"Il existe trois types de gueules de bois. Il y a des gueules de bois vertes, humides et visqueuses, pleines de nausées et de tremblements, accompagnées de cette certitude qu'on a été éviscéré dans son sommeil, et qu'un rat musqué mort depuis peu a pris la place de votre estomac. Il y a les gueules de bois grises, froides et dures comme la pierre, le granit de votre crâne s'est fendu comme le voile du temple, le roc de votre cerveau n'est plus que décombres à l'intérieur, des décombres douloureuses.
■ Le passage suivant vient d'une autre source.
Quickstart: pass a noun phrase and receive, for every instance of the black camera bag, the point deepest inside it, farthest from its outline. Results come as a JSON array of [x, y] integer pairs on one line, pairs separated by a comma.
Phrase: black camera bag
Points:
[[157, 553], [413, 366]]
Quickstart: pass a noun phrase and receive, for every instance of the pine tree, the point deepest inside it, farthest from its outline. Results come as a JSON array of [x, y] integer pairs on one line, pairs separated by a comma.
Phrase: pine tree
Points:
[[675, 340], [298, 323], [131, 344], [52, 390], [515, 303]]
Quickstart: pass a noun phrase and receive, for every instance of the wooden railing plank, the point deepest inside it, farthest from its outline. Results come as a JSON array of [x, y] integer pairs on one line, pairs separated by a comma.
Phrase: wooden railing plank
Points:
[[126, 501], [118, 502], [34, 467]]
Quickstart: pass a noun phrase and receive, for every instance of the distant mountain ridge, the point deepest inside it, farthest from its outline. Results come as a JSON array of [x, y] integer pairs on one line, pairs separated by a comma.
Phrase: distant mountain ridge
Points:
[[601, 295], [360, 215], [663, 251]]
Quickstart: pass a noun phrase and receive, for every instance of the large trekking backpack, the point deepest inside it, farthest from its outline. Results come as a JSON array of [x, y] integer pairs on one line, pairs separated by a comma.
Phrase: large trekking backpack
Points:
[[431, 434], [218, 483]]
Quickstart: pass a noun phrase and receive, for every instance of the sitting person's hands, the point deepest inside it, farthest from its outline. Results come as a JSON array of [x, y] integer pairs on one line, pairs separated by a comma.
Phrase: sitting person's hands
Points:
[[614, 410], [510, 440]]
Et enfin, il y a les gueules de bois rouges, déchiquetées et trépidantes, des éclairs qui entrent par une oreille et sortent par l'autre, vous traversent les coudes et les genoux, vous avez des sirènes, des chaises électriques et des coussins péteurs dans l'estomac, des éclats de flash dans les yeux et de l'acide de batterie dans la bouche. Voilà quels sont les trois types de gueules de bois, et Pedro les avait toutes les trois."

et

"Les romanciers, quand leurs personnages conduisent une voiture par exemple, n'éprouvent jamais le besoin de décrire avec précision les gestes accomplis par les mains, les pieds, les yeux, les genoux ou les coudes. Pourtant, un grand nombre de ces romanciers, dès que leurs personnages copulent, se livrent à une telle description physique détaillée que vous pourriez croire qu'ils écrivent un livre de travaux pratiques. Nous connaissons tous la corrélation entre la cheville droite et l'accélerateur quand on conduit une voiture, et nous n'avons pas besoin d'explications. Pour ce qui est du sexe, nous savons tout sur les genoux, les cuisses, les doigts, la douceur de la peau dans le cou, tiens-laisse-moi-t'aider, et ça tu aimes, mff, mff, mff, mff. Et si vous ne connaissez pas tout ça vous devriez éviter de lire des livres cochons de toute façon, ça ne donne que de fausses idées."

Merci, Donald Westlake, et aussi Jean Esch, le talentueux traducteur, pour ces Aztèques Dansants, et ces moments passés en votre compagnie pendant mes trop nombreuses heures de train.

Tant qu'il me restera des livres à lire, ça vaudra quand même la peine de se lever le matin.